The use of anti-tumor necrosis factor-α (TNF-α) in patients with difficult-to-treat TA could be beneficial. Comarmond C, et al. [1] showed that 27/84 (32%) patients needed to increase the dose of anti TNF-α because of uncontrolled disease and 15/84 (18%) required a change of regimen to anti-TNF (Alpha). Glucocorticoids were tapered in 52% of the patients with TA [from 20 mg (13.1–60) to 2.5 mg (0–10) daily, at baseline and after initiation of anti-TNF drugs, respectively, p<0.0001] and discontinued in 40% of the patients. After a median follow-up of 10 months [range 3–82], 20% of the patients experienced side effects that lead to discontinuation of anti TNF-α regimen [1].

Nakaoka Y, et al. studied the efficacy of TCZ therapy in patients refractory to conventional treatment including GC [4]. In his case series, there were four patients with TA who had shown GC resistance and had received TCZ infusions (8 mg/kg) every four weeks a total of at least 24 times (range 24–51). All patients achieved good clinical response and rapid normalization of the acute-phase proteins such as C-reactive protein and serum amyloid A during the therapy with TCZ. Tombetti, et al. showed that during a median follow-up visit at 14 months, four patients of TA taking TCZ, including two nonresponders to tumor necrosis factor (TNF) inhibitors, achieved the clinical response, suggesting a nonredundant role for IL-6 in TA. Inflammatory markers normalized in all patients treated with TCZ [5]. This is in contrast to our result, where the patient did not respond to TCZ therapy and inflammatory markers along with the clinical symptoms worsened with time.

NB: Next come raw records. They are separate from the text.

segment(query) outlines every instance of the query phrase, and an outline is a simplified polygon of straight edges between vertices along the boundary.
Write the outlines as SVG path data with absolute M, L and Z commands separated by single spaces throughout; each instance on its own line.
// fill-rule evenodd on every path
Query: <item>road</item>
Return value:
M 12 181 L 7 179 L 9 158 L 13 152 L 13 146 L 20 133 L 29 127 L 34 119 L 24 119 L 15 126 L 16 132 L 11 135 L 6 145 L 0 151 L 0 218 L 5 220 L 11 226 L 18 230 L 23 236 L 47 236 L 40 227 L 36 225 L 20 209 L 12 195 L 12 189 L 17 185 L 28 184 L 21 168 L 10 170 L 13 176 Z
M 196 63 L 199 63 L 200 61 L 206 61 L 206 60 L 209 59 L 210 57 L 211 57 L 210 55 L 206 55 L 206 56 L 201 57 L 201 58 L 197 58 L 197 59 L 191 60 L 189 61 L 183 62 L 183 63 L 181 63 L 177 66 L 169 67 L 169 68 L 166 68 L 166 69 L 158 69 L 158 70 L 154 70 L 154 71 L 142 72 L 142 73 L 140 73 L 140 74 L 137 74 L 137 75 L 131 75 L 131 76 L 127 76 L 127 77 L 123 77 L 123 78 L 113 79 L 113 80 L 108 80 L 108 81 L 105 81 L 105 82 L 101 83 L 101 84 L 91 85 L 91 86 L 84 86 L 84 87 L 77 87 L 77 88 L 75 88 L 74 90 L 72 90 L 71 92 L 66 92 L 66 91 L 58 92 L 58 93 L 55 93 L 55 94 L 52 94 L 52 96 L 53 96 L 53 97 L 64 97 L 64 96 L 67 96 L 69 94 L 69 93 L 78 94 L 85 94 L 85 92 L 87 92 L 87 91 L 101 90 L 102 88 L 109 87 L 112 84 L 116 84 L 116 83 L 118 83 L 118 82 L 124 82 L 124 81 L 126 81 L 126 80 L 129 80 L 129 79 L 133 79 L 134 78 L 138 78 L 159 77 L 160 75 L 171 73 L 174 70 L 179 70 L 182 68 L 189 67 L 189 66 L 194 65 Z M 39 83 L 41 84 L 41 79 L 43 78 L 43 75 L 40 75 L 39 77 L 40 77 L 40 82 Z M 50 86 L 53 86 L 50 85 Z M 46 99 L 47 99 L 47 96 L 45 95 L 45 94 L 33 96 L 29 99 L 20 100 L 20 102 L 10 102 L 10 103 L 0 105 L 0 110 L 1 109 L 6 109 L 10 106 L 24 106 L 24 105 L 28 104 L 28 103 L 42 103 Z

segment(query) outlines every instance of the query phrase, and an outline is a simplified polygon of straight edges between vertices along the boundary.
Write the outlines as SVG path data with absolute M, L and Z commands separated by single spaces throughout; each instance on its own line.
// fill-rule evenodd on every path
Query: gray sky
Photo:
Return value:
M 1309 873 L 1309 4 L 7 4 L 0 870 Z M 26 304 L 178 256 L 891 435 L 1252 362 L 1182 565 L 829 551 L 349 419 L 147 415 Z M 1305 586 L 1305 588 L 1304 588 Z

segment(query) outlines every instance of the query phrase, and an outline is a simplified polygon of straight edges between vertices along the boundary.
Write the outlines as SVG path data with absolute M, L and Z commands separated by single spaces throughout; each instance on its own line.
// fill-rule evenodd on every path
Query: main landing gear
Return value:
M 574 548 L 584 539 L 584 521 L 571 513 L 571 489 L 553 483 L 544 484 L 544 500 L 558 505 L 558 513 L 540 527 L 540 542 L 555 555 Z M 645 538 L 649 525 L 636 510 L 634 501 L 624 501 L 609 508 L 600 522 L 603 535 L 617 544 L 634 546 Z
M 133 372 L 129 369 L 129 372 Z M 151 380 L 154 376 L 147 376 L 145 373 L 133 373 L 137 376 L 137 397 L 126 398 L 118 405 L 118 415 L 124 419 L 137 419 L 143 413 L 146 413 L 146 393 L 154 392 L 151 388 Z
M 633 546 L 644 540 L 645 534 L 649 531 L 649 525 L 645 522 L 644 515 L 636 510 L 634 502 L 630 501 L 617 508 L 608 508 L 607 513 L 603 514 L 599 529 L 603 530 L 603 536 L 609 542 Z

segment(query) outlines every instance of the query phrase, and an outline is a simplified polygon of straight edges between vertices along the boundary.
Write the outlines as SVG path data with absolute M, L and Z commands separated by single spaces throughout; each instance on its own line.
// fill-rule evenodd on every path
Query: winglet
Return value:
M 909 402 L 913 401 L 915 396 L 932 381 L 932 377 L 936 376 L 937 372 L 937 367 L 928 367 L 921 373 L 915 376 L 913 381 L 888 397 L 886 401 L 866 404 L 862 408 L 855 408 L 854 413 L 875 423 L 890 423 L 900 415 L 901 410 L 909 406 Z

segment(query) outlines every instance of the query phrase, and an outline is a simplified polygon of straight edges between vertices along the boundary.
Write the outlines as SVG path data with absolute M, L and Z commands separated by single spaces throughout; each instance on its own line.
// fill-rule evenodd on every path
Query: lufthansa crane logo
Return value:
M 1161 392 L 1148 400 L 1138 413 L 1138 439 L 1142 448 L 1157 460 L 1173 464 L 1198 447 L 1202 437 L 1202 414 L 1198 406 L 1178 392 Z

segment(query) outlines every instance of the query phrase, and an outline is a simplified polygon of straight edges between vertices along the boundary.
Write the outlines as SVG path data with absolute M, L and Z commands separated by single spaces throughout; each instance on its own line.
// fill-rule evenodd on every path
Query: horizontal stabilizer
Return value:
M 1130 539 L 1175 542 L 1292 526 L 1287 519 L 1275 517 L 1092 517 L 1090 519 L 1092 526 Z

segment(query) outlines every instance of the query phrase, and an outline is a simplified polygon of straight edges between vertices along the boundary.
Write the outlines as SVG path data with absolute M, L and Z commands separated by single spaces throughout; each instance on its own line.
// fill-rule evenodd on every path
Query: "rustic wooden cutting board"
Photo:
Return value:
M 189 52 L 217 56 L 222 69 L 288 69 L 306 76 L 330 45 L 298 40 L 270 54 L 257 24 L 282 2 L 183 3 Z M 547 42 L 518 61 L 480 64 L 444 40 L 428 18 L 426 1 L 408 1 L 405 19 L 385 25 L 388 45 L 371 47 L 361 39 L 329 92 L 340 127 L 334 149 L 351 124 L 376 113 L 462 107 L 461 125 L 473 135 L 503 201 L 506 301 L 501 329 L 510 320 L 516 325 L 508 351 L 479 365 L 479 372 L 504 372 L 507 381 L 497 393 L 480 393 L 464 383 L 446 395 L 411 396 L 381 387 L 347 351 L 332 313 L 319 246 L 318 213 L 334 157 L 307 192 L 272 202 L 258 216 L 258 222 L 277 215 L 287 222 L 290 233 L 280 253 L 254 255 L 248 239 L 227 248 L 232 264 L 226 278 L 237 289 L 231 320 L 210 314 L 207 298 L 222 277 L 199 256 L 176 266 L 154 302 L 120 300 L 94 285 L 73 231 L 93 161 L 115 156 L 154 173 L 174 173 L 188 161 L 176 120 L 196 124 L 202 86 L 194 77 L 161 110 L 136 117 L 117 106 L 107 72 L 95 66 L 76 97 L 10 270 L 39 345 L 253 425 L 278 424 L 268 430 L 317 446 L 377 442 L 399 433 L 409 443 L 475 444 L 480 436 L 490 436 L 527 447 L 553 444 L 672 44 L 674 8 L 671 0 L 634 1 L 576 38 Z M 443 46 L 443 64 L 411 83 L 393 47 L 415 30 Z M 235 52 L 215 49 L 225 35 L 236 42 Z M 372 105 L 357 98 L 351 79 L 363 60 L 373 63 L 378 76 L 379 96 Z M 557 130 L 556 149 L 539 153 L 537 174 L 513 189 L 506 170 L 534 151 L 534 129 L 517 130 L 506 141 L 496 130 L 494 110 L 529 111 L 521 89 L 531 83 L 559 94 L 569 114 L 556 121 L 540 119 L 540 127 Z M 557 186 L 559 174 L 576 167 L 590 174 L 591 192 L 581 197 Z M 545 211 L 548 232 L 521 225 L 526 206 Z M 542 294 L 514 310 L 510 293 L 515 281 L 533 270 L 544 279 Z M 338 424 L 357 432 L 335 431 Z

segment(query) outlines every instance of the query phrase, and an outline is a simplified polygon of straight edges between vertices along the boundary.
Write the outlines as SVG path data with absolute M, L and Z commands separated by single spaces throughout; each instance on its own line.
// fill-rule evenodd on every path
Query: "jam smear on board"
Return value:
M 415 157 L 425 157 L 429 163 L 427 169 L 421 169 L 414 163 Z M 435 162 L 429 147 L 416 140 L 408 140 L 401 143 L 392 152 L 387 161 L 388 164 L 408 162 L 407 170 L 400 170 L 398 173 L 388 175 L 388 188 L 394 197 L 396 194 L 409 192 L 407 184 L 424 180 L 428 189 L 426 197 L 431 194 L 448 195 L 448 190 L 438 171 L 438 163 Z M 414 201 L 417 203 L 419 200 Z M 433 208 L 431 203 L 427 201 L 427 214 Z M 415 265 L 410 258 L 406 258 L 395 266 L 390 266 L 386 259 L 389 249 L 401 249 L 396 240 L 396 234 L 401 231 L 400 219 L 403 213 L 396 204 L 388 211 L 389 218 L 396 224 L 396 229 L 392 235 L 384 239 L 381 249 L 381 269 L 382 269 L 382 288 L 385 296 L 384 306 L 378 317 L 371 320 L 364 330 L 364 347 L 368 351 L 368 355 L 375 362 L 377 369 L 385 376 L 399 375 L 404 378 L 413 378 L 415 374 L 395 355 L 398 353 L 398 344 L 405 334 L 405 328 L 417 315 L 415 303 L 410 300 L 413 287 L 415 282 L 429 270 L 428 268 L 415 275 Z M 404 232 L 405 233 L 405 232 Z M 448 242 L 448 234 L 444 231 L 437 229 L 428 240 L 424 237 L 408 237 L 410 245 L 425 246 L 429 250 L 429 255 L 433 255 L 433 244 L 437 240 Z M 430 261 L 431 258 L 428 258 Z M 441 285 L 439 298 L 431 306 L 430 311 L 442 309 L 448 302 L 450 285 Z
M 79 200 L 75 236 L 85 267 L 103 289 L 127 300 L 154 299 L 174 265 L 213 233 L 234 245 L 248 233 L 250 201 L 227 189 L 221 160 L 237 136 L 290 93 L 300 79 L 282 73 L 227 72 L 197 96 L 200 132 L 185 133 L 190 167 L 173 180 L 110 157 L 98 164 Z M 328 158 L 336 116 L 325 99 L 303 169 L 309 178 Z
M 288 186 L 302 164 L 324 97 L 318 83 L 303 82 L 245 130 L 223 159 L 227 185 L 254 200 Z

Hoyer, et al. reported accompanying immunological data implicating B-cell involvement in active TA [6]. They demonstrated raised plasmablast levels, leading to increased expression of CD19/CD20/CD27high/HLA-DR+ B cells in peripheral blood during acute exacerbations [6]. Ernst D, et al. demonstrated that four weeks after the first cycle of rituximab in TA, the prednisolone dose was successfully reduced. The 5 mg/month dose reductions of GC along with rituximab showed no evidence of relapse. For the past 12 months, the patient remained in clinical remission with a maintenance dose of 5 mg/d of GC [7]. Rituximab was given to our patient as a last resort, but unfortunately it failed to show any clinical response in our patient as evident in Figures 2-3. We need a better understanding of the pathophysiology of Takayasu arteritis (TA) to build better treatment medications. This is the first TA case in literature that showed pan-resistance to immunosuppressives, anti-TNF drugs, and monoclonal antibodies.

Conclusions

Given the rare nature of the disease, numbers treated in individual centres will remain small, making meaningful prospective randomised studies difficult. We, therefore, propose the establishment of a registry of such patients, incorporating standardised disease staging, markers of activity and functional status to help guide future management in these patients.